Несколько раз являлся я после того у Рудольфа и, к счастью, ни однажды не заставал дома Федоры Савишны. Мы скоро сблизились с Иваном Ивановичем. Я нашел в нем, точно, доброго, но какого-то нелепого человека. Смесь старого образования с животного жизнью в настоящем, безрассудная добродетель без всякого взгляда на жизнь и чувство ума, заглушённое мелочами жизни. Зачем бросила сюда такого человека судьба? Он мог быть не тем, что был теперь.
Дурочки я не понимаю, и мне досадно. Как безотчетно ее лицо, так как-то безотчетна она вся. Она совсем не красавица, но мало видал я таких милых лиц. Глаза ее бывают иногда так хороши, но обыкновенно они бесцветны; выражение дает цвет глазам. Когда нет мачехи, нет посторонних, она ловка, мила, даже не похожа на мещанку, и – не только мещанка, но трепещущая рабыня бывает она, когда есть гости или когда является мачеха. Страшное слово «Дурочка» она переносит равнодушно, откликается на него.
Мне кажется, что обстоятельства Ивана Ивановича плохи. Я придумал средство лучше сблизиться с ним; сказал ему, что у меня есть две тысячи рублей, которые желал бы я положить в какое-нибудь заведение, располагая перейти на службу в Москву. Иван Иванович предложил мне товарищество. Я просил его принять деньжонки мои из процентов. Это хорошо сблизило нас, и я сделался домашним человеком в доме Рудольфа. Дурочка смотрит на меня, как на Смыслинского.

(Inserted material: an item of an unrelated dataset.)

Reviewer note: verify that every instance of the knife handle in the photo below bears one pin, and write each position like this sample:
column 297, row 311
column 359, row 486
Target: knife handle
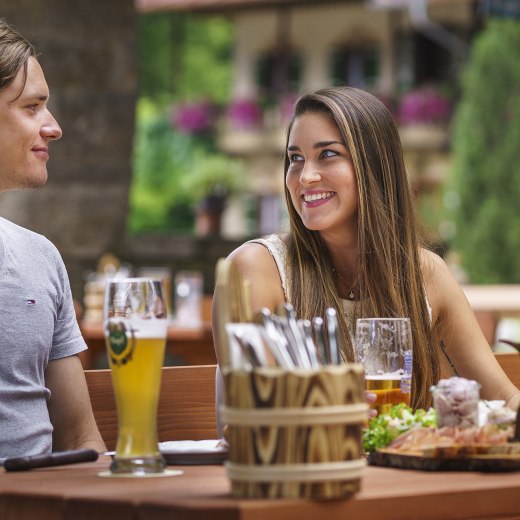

Нет! не так, как на Смыслинского… Иногда, думая, что я не замечаю, она задумчиво устремляет на меня взор свой и долго глядит, и какое-то чувство как будто жалости, скорби какой-то тогда на лице ее. Если бы она могла понимать… Я продолжаю разыгрывать роль простяка, притворяюсь невеждой. Отец, думая, что я не знаю по-немецки, при ней однажды сказал немцу, своему приятелю, на вопрос, кто я:
– Добряк, честный, но простой малый! – Дурочка покраснела. Так и я записан в дурачки ими, умниками?
В другой раз тот же немец спросил у него при мне (Дурочки на тот раз не было):
– Я у тебя часто его видаю? Или он жених твоей дочери?
– Нет! – добродушно отвечал Иван Иванович. – Какой жених! Он очень прост, да и не богат; куда же им, и как жить, и чем жить?